Kitiara se miró, las manos. Estaban llenas de ampollas y rozaduras. Pluvio le ofreció un ungüento balsámico, pero ella lo rechazó.
—Sigamos con la tarea. Preparad las estacas —propuso impaciente.
Los hombrecillos se encargaron de cortar unas largas cuñas de los tablones sobrantes de los andamios, y Sturm las introdujo en los agujeros a golpe de mazo. Una vez finalizado el proceso, todo el grupo salió del área triangular. Entretanto, Kitiara había llenado un balde con agua y se lo alargó al caballero.
—Haz los honores —ofreció—. Al fin y al cabo, la idea fue tuya.
Sturm cogió el cubo.
—Esto es por todos los hombres leales al Castillo de Brightblade —declaró. Luego mojó las estacas una por una; cuando vació el cubo, lo volvió a llenar y repitió la operación.
No ocurrió nada.
—¿Y bien? —dijo Kitiara, con los brazos en jarras.
—Requiere su tiempo —respondió Sturm—. Las estacas tienen que hincharse.
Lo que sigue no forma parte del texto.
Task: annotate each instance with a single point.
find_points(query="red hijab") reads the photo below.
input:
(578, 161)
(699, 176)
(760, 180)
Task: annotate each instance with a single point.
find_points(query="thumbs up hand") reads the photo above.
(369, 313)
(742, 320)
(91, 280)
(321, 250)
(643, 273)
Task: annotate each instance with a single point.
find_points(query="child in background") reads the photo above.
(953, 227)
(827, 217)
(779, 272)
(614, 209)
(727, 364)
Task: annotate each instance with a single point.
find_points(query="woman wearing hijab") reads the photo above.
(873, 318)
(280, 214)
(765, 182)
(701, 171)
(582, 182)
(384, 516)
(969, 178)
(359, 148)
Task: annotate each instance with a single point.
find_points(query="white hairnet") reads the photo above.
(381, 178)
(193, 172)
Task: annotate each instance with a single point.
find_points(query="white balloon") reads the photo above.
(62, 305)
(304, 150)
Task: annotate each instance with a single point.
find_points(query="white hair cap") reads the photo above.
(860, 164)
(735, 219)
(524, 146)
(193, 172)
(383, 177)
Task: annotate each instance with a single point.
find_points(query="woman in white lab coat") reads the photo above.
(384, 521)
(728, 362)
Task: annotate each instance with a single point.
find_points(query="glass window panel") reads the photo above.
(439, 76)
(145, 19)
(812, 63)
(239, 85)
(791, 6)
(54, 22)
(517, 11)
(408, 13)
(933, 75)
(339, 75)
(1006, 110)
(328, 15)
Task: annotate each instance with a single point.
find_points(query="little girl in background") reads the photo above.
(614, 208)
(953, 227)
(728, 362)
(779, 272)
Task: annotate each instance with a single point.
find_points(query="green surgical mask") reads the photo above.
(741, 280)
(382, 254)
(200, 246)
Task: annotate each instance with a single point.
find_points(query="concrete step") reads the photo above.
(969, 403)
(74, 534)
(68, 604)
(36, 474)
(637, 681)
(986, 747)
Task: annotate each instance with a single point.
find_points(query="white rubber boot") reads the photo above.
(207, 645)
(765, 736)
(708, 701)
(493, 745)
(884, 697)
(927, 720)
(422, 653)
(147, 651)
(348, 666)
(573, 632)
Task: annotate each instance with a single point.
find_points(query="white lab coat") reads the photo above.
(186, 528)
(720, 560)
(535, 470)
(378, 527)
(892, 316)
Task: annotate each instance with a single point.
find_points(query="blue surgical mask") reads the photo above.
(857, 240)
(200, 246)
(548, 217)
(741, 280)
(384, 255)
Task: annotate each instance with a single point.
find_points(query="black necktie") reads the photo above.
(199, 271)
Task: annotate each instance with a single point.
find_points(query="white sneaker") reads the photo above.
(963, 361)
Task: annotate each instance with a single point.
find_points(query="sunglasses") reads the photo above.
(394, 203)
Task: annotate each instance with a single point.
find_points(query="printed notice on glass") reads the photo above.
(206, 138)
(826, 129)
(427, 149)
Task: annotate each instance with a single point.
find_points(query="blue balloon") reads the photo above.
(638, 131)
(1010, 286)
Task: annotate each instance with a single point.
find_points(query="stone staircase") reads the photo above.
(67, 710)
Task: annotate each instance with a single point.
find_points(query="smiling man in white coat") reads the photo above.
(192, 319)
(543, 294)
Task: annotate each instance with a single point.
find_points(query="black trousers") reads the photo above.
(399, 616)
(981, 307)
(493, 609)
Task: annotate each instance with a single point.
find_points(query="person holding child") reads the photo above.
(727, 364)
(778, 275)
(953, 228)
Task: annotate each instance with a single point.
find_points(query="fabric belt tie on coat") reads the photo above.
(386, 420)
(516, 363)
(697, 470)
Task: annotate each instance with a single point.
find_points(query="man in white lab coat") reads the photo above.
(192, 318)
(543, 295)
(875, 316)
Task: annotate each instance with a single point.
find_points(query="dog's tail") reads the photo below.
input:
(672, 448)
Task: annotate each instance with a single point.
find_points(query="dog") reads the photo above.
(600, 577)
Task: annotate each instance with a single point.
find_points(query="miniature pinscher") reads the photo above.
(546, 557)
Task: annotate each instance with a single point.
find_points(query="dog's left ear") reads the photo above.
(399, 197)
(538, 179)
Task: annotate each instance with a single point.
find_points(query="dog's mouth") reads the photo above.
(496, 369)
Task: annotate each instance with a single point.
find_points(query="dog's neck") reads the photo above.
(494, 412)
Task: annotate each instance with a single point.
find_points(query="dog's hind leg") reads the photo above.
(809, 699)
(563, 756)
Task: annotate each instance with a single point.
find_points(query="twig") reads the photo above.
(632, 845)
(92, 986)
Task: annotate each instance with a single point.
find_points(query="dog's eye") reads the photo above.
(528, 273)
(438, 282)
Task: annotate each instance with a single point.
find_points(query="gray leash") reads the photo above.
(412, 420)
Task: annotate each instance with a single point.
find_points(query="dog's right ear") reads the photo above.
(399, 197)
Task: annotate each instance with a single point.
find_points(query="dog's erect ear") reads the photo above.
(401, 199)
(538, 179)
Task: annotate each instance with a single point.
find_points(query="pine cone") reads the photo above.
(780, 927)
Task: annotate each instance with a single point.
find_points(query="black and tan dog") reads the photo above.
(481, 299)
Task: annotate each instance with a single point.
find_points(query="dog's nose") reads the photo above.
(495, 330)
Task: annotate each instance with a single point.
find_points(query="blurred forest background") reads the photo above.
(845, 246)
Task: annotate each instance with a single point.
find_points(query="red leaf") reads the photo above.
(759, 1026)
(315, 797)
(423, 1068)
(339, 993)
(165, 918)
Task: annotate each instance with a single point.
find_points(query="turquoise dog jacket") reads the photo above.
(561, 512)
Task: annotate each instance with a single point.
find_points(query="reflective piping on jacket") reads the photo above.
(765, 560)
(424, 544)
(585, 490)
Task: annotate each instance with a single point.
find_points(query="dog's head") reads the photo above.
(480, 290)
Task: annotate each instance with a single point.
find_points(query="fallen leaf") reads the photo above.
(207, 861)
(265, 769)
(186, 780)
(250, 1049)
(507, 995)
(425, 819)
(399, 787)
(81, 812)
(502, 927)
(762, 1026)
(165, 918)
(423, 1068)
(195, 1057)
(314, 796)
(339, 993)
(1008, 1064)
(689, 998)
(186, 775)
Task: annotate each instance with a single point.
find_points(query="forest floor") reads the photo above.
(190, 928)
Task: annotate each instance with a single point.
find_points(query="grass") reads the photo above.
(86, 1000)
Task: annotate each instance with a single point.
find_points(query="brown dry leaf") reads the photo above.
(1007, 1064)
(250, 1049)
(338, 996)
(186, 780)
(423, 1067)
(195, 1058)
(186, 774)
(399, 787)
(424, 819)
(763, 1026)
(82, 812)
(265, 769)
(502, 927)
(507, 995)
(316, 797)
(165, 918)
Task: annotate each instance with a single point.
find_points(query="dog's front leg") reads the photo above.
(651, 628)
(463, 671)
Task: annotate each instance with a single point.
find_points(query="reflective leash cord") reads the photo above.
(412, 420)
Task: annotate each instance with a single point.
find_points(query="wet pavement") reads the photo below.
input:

Será mejor que vierta más agua.
El hombre remojó las cuñas de madera otras tres veces.
La parte que sobresalía de los agujeros se notaba ya claramente henchida, pero aparte de aquello, no se produjo ninguna otra reacción.
—Maravilloso. —La voz de Kitiara era sarcástica. Luego se alejó a zancadas, no sin antes soltar un desdeñoso resoplido. Los gnomos también se dieron por vencidos y, uno a uno, salieron del obelisco. Sturm frunció el entrecejo y agitó la cabeza.
—Con los maestros canteros de mi padre funcionaba.
—Ése oficio es un arte arcano —dijo Cupelix—. Sus secretos no son fáciles de aplicar sin la debida instrucción.
En aquel momento, el suelo emitió un sordo crujido.
Cerca del orificio en el que Sturm y Kitiara habían trabajado de forma tan laboriosa, una raja, fina como un cabello, se extendía sobre el mármol desde la primera estaca hasta el borde del agujero. El hombre tomó el mazo y se acercó presuroso. Iba a descargar un golpe en la zona resquebrajada cuando se escuchó otro crujido y una nueva fisura avanzó zigzagueante desde el vértice alto del triángulo hasta su base. Sturm levantó el mazo.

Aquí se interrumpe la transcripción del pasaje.